- US Promo single

Single by Dolly Parton

from the album Heartbreaker
- A-side: "I Really Got the Feeling"
- Released: November 6, 1978
- Recorded: 1978
- Genre: Disco; pop; country;
- Length: 2:37 4:30 (Disco Mix)
- Label: RCA
- Songwriter: Dolly Parton
- Producers: Gary Klein; Dolly Parton;

Dolly Parton singles chronology
| "Heartbreaker" (1978) | "Baby I'm Burnin'" (1978) | "I Really Got the Feeling" (1978) |

= Baby I'm Burnin' =

"Baby I'm Burnin'" is a song by American singer-songwriter Dolly Parton. It was written by Parton who also produced the track with Gary Klein and Charles Koppelman who served as executive producer. The song was first released on Parton's twentieth solo studio album Heartbreaker in July 1978. It was released as a double A-side single with "I Really Got the Feeling" on November 6, 1978 by RCA Victor. "Baby I'm Burnin'" was aimed at pop radio, while "I Really Got the Feeling" was aimed at country radio. In addition to the standard 7-inch single, an extended 12-inch single titled Dance with Dolly was released, which included an extended dance remix of "Baby I'm Burnin'" backed with an extended dance remix of "I Wanna Fall in Love". Parton frequently performed "Baby I'm Burnin'" in concert, often using it as her opening number. She also used the song as the theme to her 1987–1988 television series Dolly. “Baby I’m Burnin’” was prominently featured on season 3, episode 4, of the hit TV Show Hacks.

==Critical reception==
Billboard reviewed the single and called it "a high-energy change of pace for Parton." The review went on to say Parton's vocals "punch against the cooking groove of a track" which is "highlighted by horns and syn drums." Billboard reviewed the single again the following week, this time calling the song "a fiery rocker" and said that it had "a disco edge at times." They added that "Parton's crispy, high pitched vocals add to the rockish feel." Cashbox gave a positive review of the single, saying that the double-sided release "should cover all the bases." They compared "Baby I'm Burnin'" to Elvis Presley's "Way Down" and conclude by saying that both sides "should receive much airplay."

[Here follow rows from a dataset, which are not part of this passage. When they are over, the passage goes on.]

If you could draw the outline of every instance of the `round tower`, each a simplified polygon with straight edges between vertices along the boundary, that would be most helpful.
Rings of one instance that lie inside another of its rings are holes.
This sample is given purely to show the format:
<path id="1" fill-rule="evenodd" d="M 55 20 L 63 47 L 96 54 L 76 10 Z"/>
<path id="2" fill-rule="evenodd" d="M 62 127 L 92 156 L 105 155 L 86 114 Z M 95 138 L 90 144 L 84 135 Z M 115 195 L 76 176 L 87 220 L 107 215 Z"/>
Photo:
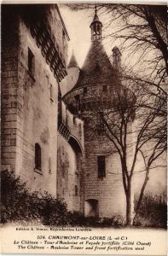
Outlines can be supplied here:
<path id="1" fill-rule="evenodd" d="M 67 69 L 67 92 L 73 88 L 77 80 L 78 79 L 80 68 L 75 58 L 74 53 L 72 51 L 71 60 L 69 61 Z"/>
<path id="2" fill-rule="evenodd" d="M 101 114 L 113 108 L 120 83 L 118 65 L 112 66 L 102 45 L 101 28 L 96 9 L 90 24 L 90 48 L 77 83 L 63 100 L 69 110 L 84 121 L 84 213 L 112 217 L 116 213 L 125 214 L 121 166 L 113 143 L 101 129 L 97 113 Z"/>

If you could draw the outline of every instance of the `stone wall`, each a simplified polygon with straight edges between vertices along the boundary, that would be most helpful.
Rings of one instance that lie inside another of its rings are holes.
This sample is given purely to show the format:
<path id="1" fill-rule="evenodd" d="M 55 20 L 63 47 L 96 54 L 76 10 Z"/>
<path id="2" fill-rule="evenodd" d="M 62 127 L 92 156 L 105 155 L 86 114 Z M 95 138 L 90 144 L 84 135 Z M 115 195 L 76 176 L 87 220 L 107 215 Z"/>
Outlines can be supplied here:
<path id="1" fill-rule="evenodd" d="M 15 9 L 16 6 L 14 10 Z M 31 189 L 47 190 L 55 195 L 58 83 L 18 10 L 13 12 L 12 6 L 4 7 L 4 9 L 2 28 L 3 169 L 14 171 Z M 56 12 L 52 7 L 50 26 L 55 27 L 62 38 L 63 28 Z M 55 15 L 56 20 L 53 20 Z M 62 41 L 57 44 L 62 44 Z M 62 55 L 64 52 L 67 55 L 66 47 L 67 44 L 61 45 Z M 28 70 L 29 49 L 34 59 L 33 75 Z M 41 147 L 40 172 L 35 170 L 35 143 Z"/>
<path id="2" fill-rule="evenodd" d="M 120 160 L 113 145 L 104 138 L 87 141 L 84 143 L 85 160 L 84 200 L 98 201 L 100 217 L 111 217 L 114 213 L 125 215 L 125 195 L 122 183 Z M 97 157 L 105 155 L 106 177 L 98 177 Z"/>
<path id="3" fill-rule="evenodd" d="M 15 169 L 18 87 L 18 19 L 2 6 L 1 160 L 2 170 Z"/>
<path id="4" fill-rule="evenodd" d="M 69 143 L 58 136 L 57 194 L 69 210 L 80 211 L 80 157 Z"/>

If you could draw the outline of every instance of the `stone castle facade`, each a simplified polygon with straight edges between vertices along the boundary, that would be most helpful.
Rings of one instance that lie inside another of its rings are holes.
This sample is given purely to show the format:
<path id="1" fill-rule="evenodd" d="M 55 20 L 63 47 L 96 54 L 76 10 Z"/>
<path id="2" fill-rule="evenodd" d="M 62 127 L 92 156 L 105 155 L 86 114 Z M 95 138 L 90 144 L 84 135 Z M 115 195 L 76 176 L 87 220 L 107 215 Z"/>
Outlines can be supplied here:
<path id="1" fill-rule="evenodd" d="M 32 190 L 64 198 L 86 216 L 125 215 L 121 166 L 97 129 L 96 108 L 112 108 L 120 52 L 110 62 L 96 12 L 80 69 L 67 64 L 69 36 L 56 4 L 2 6 L 2 170 Z"/>

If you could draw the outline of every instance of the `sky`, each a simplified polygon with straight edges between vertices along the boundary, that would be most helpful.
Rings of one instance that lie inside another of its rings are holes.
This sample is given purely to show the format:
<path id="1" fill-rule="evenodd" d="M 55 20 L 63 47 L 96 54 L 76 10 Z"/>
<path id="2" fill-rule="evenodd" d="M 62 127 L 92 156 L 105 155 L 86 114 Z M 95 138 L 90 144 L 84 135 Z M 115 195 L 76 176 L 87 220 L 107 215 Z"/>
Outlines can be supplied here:
<path id="1" fill-rule="evenodd" d="M 59 7 L 70 37 L 70 41 L 68 42 L 68 57 L 71 57 L 73 50 L 77 61 L 81 67 L 90 45 L 90 25 L 93 20 L 95 10 L 93 9 L 92 10 L 72 11 L 63 4 L 61 4 Z M 103 25 L 104 17 L 101 15 L 99 15 L 99 13 L 98 16 Z M 102 36 L 103 32 L 105 33 L 105 29 L 103 31 L 102 28 Z M 107 41 L 103 42 L 103 44 L 107 55 L 110 55 L 112 48 L 114 45 L 107 44 Z"/>
<path id="2" fill-rule="evenodd" d="M 90 25 L 93 20 L 95 10 L 93 9 L 92 10 L 72 11 L 68 7 L 65 7 L 65 5 L 60 5 L 59 8 L 70 37 L 70 41 L 68 42 L 68 58 L 70 59 L 73 50 L 79 67 L 82 67 L 90 45 Z M 99 14 L 99 12 L 98 16 L 102 25 L 104 25 L 104 30 L 102 27 L 103 36 L 106 33 L 106 17 Z M 114 29 L 114 27 L 111 29 Z M 103 41 L 103 44 L 108 56 L 112 53 L 113 47 L 115 45 L 119 47 L 118 44 L 113 44 L 112 42 L 107 40 Z M 125 64 L 128 63 L 128 52 L 122 52 L 122 62 Z M 137 187 L 141 185 L 143 175 L 143 172 L 138 175 L 139 182 L 136 181 Z M 152 189 L 156 192 L 157 190 L 160 191 L 160 189 L 164 189 L 164 188 L 166 188 L 165 175 L 166 168 L 154 169 L 151 172 L 151 177 L 153 178 L 149 181 L 149 190 Z"/>

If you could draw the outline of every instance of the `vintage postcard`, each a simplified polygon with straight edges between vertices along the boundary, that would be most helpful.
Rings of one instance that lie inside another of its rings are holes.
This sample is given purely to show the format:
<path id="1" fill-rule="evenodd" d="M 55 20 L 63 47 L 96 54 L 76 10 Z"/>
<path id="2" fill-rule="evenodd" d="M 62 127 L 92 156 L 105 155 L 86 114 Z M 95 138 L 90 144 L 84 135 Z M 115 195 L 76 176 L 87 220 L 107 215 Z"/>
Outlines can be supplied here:
<path id="1" fill-rule="evenodd" d="M 1 18 L 1 253 L 166 255 L 166 5 Z"/>

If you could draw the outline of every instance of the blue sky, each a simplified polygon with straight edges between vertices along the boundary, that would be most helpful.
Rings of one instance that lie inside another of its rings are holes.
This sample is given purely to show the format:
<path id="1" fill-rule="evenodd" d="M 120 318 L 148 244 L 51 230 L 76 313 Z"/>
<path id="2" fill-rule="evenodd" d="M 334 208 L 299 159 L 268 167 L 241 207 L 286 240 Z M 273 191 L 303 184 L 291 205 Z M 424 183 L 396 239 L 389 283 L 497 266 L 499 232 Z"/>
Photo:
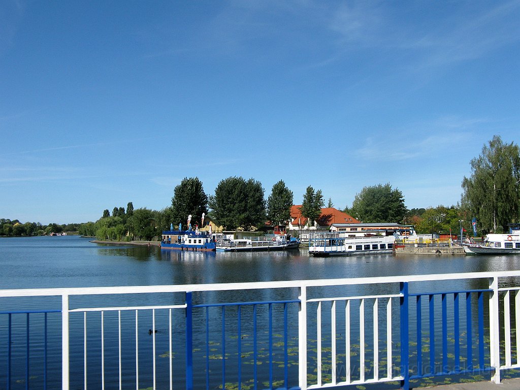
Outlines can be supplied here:
<path id="1" fill-rule="evenodd" d="M 520 1 L 0 2 L 0 218 L 160 210 L 283 179 L 456 204 L 520 135 Z"/>

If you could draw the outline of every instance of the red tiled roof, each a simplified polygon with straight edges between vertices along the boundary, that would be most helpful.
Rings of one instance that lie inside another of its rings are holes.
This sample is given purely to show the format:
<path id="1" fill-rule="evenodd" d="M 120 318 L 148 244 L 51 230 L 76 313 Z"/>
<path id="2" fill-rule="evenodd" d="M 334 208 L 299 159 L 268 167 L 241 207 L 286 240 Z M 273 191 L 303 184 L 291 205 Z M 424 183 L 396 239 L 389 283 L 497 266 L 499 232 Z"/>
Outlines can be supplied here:
<path id="1" fill-rule="evenodd" d="M 307 218 L 302 215 L 302 212 L 300 210 L 301 207 L 302 207 L 301 204 L 293 205 L 291 207 L 291 218 L 293 225 L 304 226 L 307 223 Z M 320 218 L 326 219 L 326 221 L 323 222 L 326 222 L 326 224 L 329 226 L 332 224 L 360 223 L 359 221 L 354 217 L 333 207 L 322 209 Z"/>

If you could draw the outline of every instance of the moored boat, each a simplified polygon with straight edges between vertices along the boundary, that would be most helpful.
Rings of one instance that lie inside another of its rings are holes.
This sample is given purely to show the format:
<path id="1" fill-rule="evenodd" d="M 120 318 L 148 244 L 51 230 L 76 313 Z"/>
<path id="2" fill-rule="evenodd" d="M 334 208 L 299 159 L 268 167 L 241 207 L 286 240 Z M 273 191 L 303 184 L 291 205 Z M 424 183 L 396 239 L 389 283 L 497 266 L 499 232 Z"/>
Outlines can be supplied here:
<path id="1" fill-rule="evenodd" d="M 396 240 L 415 240 L 418 237 L 411 226 L 358 233 L 331 232 L 313 235 L 309 240 L 309 253 L 315 256 L 392 253 Z"/>
<path id="2" fill-rule="evenodd" d="M 217 252 L 251 252 L 253 251 L 284 251 L 297 248 L 300 240 L 289 235 L 267 236 L 258 239 L 224 238 L 217 242 Z"/>

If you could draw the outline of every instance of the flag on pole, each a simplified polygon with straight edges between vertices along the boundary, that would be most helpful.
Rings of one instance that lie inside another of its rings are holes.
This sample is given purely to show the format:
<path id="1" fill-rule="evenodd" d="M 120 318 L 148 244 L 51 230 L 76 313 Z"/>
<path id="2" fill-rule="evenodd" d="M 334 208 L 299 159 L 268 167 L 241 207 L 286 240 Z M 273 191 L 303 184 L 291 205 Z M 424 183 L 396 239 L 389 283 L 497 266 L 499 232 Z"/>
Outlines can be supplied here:
<path id="1" fill-rule="evenodd" d="M 473 227 L 473 237 L 477 237 L 477 218 L 474 218 L 471 220 L 471 225 Z"/>

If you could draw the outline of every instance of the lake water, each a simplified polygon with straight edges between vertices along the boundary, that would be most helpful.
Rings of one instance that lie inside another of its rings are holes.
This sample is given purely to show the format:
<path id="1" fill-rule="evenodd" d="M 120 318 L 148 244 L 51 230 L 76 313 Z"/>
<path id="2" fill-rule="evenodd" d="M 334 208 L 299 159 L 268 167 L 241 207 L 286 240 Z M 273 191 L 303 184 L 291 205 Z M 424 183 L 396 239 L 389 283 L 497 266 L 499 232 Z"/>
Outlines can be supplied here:
<path id="1" fill-rule="evenodd" d="M 0 288 L 153 285 L 501 271 L 520 256 L 391 255 L 313 257 L 93 244 L 74 236 L 0 238 Z"/>
<path id="2" fill-rule="evenodd" d="M 319 258 L 309 256 L 305 249 L 271 253 L 216 253 L 161 251 L 156 246 L 97 244 L 90 242 L 89 239 L 72 236 L 0 238 L 1 289 L 232 283 L 519 269 L 520 256 L 378 255 Z M 462 282 L 462 285 L 457 288 L 462 289 L 485 287 L 485 285 L 466 284 L 471 283 L 474 282 Z M 428 289 L 434 287 L 438 286 L 426 284 L 423 288 Z M 395 286 L 372 287 L 378 294 L 397 292 Z M 359 294 L 370 292 L 357 290 L 353 292 Z M 236 297 L 233 299 L 245 301 L 257 299 L 249 296 L 248 292 L 241 293 L 239 299 L 236 299 Z M 266 294 L 269 295 L 268 293 Z M 225 298 L 222 294 L 219 297 Z M 276 299 L 283 297 L 277 296 Z M 18 301 L 0 301 L 0 311 L 16 309 L 19 304 Z M 36 306 L 34 306 L 35 304 Z M 31 307 L 59 307 L 59 302 L 43 299 L 31 305 Z M 3 321 L 0 323 L 1 350 L 5 345 L 7 328 L 5 319 L 0 320 Z M 107 316 L 106 320 L 114 320 Z M 76 322 L 76 319 L 71 318 L 71 329 L 77 327 L 81 332 L 80 319 Z M 59 327 L 59 323 L 57 321 L 55 326 Z M 149 326 L 144 325 L 142 331 L 146 333 Z M 21 342 L 23 342 L 23 335 L 19 335 Z M 55 342 L 59 343 L 59 336 L 57 333 L 49 337 L 51 339 L 54 337 Z M 82 346 L 77 346 L 79 350 Z M 71 346 L 71 348 L 74 347 Z M 0 350 L 2 354 L 2 351 Z M 21 353 L 14 359 L 15 361 L 18 359 L 23 365 L 24 356 Z M 0 359 L 0 388 L 3 387 L 6 380 L 6 364 L 5 357 Z M 58 369 L 59 364 L 59 359 L 49 360 L 51 368 Z M 180 365 L 179 367 L 181 366 Z M 82 386 L 82 369 L 81 361 L 77 366 L 71 362 L 73 387 Z M 107 368 L 117 369 L 117 367 Z M 23 376 L 23 370 L 18 375 Z M 41 379 L 41 375 L 34 376 L 31 380 L 33 382 Z M 143 378 L 146 381 L 144 374 Z M 97 380 L 93 380 L 89 383 L 96 387 L 99 384 L 95 382 Z M 48 388 L 59 388 L 59 378 L 48 379 Z M 112 384 L 113 386 L 107 385 L 107 388 L 117 387 L 116 383 Z M 23 378 L 19 378 L 14 381 L 11 388 L 22 388 L 24 386 Z M 131 384 L 128 384 L 127 386 L 131 387 Z"/>

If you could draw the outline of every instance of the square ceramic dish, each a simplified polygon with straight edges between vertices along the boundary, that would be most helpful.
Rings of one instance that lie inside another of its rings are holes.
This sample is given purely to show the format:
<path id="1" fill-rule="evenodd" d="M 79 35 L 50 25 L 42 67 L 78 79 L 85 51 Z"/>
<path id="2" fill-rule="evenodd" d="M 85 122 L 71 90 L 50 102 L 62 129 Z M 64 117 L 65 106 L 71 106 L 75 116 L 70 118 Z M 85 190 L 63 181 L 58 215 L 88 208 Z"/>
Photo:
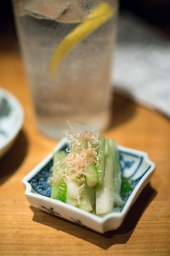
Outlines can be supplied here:
<path id="1" fill-rule="evenodd" d="M 131 207 L 153 175 L 155 165 L 146 153 L 119 146 L 122 175 L 130 178 L 132 189 L 125 199 L 125 203 L 118 212 L 111 212 L 100 217 L 50 198 L 50 185 L 53 152 L 69 146 L 63 138 L 41 162 L 22 180 L 28 202 L 33 206 L 57 216 L 89 228 L 100 233 L 116 229 L 122 223 Z M 46 192 L 45 192 L 46 191 Z"/>

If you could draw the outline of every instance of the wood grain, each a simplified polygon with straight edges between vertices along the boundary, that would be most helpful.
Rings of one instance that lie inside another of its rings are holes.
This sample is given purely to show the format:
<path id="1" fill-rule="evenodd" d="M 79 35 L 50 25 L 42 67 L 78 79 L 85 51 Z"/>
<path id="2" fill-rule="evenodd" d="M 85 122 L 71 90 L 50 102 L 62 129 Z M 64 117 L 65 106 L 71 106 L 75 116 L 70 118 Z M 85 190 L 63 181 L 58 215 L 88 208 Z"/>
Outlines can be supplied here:
<path id="1" fill-rule="evenodd" d="M 0 255 L 170 255 L 169 120 L 114 95 L 110 126 L 103 134 L 147 152 L 154 174 L 117 230 L 98 234 L 30 206 L 21 180 L 57 143 L 38 130 L 16 40 L 1 40 L 0 86 L 24 108 L 23 128 L 0 160 Z"/>

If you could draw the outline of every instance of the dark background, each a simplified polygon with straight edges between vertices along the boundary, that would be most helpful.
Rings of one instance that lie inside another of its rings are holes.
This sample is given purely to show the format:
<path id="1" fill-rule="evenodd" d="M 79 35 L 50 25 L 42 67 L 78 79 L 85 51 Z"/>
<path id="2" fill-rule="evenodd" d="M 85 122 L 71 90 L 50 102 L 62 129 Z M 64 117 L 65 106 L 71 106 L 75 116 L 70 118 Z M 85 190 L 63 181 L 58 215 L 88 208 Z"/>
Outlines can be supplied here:
<path id="1" fill-rule="evenodd" d="M 125 10 L 167 34 L 170 33 L 170 0 L 120 0 L 120 12 Z M 11 2 L 1 0 L 0 35 L 9 32 L 16 34 Z"/>

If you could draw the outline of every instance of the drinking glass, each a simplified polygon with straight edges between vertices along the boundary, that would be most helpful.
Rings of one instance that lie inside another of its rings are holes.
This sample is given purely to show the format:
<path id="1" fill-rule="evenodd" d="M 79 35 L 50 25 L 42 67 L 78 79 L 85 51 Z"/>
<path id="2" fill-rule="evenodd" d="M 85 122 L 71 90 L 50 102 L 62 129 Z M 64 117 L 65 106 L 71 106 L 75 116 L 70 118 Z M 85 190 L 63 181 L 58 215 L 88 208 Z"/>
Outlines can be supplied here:
<path id="1" fill-rule="evenodd" d="M 13 0 L 37 123 L 60 139 L 110 120 L 117 0 Z"/>

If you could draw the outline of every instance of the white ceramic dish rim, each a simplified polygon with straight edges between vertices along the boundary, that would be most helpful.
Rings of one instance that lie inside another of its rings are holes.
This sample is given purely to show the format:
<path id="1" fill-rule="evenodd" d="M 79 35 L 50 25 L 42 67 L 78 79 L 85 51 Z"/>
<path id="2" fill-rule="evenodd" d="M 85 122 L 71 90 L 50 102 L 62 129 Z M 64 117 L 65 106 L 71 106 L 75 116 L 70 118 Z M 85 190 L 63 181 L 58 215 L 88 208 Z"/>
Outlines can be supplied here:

==Commercial performance==
"Baby I'm Burnin'" peaked at number 25 on the Billboard Hot 100, number 48 on the Billboard Hot Country Songs chart, and number 11 on the Billboard Adult Contemporary chart. The disco remix peaked at number 15 on the Billboard Dance Club Songs chart.

==Charts==
===Weekly charts===

| Chart (1978–1979) | Peak position |
|---|---|
| Australia (Kent Music Report) | 34 |
| Canada Adult Contemporary (RPM) | 9 |
| Canada Country Singles (RPM) | 1 |
| Canada Top Singles (RPM) | 30 |
| US Adult Contemporary (Billboard) | 11 |
| US Billboard Hot 100 | 25 |
| US Hot Country Songs (Billboard) | 1 |
| US Dance Club Songs (Billboard) | 15 |

===Year-end charts===

| Chart (1979) | Rank |
|---|---|
| US Hot Country Songs (Billboard) | 32 |

==Other versions==
- In 2011, singer/actress Geri Reischl recorded a rendition of the song which was mixed with "Burning Love."